It continues: “It is far past time to decriminalize the use of cannabis in the United States.
“Decriminalizing cannabis is also a critical first step in addressing the racial inequities in cannabis law enforcement,” the senators said, as people of [colour] are far more likely to be criminalized over marijuana despite comparable rates of usage among races.
“Federal cannabis policy has disproportionately affected the ability of people of [colour] in the United States to vote, to pursue education, and to build intergenerational wealth.
“You can begin to repair the harm that the criminalization of cannabis has wrought on communities of [colour] by using your statutory and regulatory authority to de-schedule this drug.”
Read the full letter here.
The Attorney General is able, through a statutory process, to request a scientific review from the US Department of Health and Human Services (HSS) into the criminalisation of cannabis. The findings of this review would then be submitted to the Department of Justice for consideration.
The HHS Secretary could potentially also submit a re-scheduling petition which would be reviewed by the Attorney General – or delegated to the Drug Enforcement Agency (DEA).
The current HHS Secretary, Xavier Becerra, who was also CC’d in the letter, has demonstrated support for cannabis reforms in the past.
Nonetheless, even if one of these avenues to de-schedule cannabis is implemented, it remains uncertain whether the Attorney General has the authority to remove cannabis from the Controlled Substances Act rather than simply moving the drug to a lower schedule.
The US is a signatory of international treaties which may prevent the federal government or the Attorney General from removing cannabis outright from the country’s list of controlled substances.

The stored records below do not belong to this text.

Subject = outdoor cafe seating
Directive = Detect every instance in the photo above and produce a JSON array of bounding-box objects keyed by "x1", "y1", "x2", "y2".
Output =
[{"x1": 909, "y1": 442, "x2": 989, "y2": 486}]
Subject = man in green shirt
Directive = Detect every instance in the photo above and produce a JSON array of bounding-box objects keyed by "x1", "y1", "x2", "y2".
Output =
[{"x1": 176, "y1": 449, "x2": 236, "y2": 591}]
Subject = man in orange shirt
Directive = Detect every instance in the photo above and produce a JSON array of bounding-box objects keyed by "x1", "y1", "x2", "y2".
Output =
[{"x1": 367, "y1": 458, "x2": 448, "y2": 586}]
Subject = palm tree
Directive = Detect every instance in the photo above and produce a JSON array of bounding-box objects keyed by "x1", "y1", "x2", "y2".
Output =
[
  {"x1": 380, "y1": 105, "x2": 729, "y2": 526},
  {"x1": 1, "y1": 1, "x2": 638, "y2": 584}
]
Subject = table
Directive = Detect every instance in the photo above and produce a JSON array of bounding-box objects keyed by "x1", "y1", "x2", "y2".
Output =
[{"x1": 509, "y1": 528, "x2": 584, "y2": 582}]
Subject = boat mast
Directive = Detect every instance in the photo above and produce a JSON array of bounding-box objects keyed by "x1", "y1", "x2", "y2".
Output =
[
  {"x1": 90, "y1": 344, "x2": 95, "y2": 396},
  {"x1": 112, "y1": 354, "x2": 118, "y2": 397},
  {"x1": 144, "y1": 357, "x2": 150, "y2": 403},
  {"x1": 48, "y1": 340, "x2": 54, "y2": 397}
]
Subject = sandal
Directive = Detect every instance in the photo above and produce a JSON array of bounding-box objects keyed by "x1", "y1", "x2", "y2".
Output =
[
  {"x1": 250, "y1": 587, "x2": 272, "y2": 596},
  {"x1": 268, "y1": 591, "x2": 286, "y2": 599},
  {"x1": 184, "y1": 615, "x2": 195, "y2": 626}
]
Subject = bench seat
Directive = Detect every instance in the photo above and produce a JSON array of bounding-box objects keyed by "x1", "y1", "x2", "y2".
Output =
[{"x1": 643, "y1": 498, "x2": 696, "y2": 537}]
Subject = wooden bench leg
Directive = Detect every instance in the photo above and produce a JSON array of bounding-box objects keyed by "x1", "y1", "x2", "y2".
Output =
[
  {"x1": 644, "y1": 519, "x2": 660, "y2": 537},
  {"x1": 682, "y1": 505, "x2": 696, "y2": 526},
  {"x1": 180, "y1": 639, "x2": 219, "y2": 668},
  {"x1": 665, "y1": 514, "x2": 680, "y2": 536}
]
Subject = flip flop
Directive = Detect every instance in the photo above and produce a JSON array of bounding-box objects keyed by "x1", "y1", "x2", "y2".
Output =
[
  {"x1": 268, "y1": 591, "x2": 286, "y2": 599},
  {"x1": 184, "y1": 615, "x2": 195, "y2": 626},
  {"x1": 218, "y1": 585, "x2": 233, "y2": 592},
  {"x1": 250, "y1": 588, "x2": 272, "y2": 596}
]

However, Senators Elizabeth Warren and Cory Booker, as well as all those who support the decriminalisation of cannabis, will be waiting eagerly for a response from the Attorney General in the coming days and weeks.
There have been a number of pushes for reform to cannabis policy in recent months, including another motion backed by Senator Cory Booker, alongside the Senate Majority Leader Chuck Schumer and Senate Finance Committee Chairman Ron Wyden, which would legalise the drug at the federal level.